Leveraged exchange-traded funds (ETFs), which aim to achieve a certain percentage of yield on their underlying assets, such as stock price indexes, have been growing rapidly since their introduction as more attention has been placed on their merits: the provision to market participants of high-return investment opportunities with low transaction costs. Increases in leveraged ETFs have worked positively in financial markets, in that they supply liquidity to underlying asset markets and offer investors instruments to use diverse investment strategies. However, concerns have been raised steadily in the U.S. and other major countries that leveraged ETFs can heighten volatility in stock and other underlying asset markets. In the case of Korea, leveraged ETFs account for a higher proportion of the overall ETF market than in other major countries, and there has been continued concentration in equity-type products. In addition, although the asset size of the leveraged ETF market is not large compared to that of the underlying asset market, leveraged ETFs are likely to affect markets when circumstances change due to their high transaction turnover rate. Accordingly, this article has conducted an empirical analysis of what impacts leveraged ETFs that track Korean stock indices have had on stock market volatility.
The analysis found that leveraged ETFs have had significant impacts on the volatility of domestic stock indices. Spillover effects have been found: shocks in leveraged ETF markets increased volatility in yields on the KOSPI 200 and KOSDAQ 150 indices. Moreover, with the growing size of the leveraged ETF market, the higher the share of assets held by ETFs in stock markets, the higher the volatility of the stock indices.

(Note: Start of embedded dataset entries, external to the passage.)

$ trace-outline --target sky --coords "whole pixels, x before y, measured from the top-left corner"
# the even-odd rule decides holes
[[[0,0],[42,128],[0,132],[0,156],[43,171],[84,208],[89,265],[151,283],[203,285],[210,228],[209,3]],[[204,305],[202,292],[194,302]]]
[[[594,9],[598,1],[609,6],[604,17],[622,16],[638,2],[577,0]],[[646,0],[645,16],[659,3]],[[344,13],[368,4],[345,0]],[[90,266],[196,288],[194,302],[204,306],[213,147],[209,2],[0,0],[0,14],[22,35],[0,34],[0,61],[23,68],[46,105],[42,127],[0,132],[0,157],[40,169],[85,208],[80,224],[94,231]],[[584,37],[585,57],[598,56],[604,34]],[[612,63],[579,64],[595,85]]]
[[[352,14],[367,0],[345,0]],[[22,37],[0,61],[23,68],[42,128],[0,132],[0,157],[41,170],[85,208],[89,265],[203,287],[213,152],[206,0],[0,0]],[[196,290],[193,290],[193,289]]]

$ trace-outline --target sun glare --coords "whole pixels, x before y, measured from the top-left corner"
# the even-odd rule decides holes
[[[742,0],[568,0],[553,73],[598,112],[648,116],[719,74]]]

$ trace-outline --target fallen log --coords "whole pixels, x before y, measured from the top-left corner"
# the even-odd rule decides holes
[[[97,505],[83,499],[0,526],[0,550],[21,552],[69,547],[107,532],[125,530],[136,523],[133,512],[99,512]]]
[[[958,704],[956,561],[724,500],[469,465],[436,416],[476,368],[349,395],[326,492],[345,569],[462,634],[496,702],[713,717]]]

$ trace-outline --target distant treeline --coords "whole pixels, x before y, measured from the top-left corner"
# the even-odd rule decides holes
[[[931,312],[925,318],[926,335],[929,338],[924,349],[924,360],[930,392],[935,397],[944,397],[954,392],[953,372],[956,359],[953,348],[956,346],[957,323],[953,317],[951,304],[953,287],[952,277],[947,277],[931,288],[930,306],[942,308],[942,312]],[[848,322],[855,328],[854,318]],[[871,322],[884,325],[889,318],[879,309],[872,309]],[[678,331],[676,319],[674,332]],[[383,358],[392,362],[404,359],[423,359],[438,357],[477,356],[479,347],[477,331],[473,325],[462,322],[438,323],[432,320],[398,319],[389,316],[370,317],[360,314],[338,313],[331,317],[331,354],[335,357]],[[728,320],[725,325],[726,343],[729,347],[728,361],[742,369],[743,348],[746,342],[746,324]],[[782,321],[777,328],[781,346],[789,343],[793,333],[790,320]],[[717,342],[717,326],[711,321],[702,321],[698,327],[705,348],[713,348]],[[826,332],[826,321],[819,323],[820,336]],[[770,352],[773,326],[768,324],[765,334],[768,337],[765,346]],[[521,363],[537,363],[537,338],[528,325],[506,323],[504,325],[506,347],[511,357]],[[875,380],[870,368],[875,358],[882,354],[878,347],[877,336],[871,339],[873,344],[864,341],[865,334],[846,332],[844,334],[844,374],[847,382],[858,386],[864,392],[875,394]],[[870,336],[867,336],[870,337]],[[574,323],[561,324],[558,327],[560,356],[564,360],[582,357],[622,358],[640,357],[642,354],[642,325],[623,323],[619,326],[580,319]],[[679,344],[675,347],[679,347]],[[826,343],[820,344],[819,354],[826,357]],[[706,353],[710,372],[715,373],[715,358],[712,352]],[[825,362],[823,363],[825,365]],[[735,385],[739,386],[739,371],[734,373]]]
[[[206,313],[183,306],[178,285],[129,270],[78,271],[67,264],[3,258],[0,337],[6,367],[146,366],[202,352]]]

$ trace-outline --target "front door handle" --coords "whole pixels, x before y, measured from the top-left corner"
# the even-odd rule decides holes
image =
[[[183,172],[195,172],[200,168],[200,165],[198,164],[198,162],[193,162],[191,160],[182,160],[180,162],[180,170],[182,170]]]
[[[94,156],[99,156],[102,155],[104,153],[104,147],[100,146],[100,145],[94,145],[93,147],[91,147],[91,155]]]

As leveraged ETFs are expected to show continued growth going forward based on their advantages, such as ease of making transactions, it is necessary to pay continued attention to their impacts on the volatility of stock and other underlying asset markets. In addition, various policy efforts should be made to encourage the sound development of leveraged ETFs. It is necessary to ease the concentration of leveraged ETFs in specific markets by developing a more diverse range of products. At the same time, continuous efforts need to be made to protect investors by strengthening information disclosures.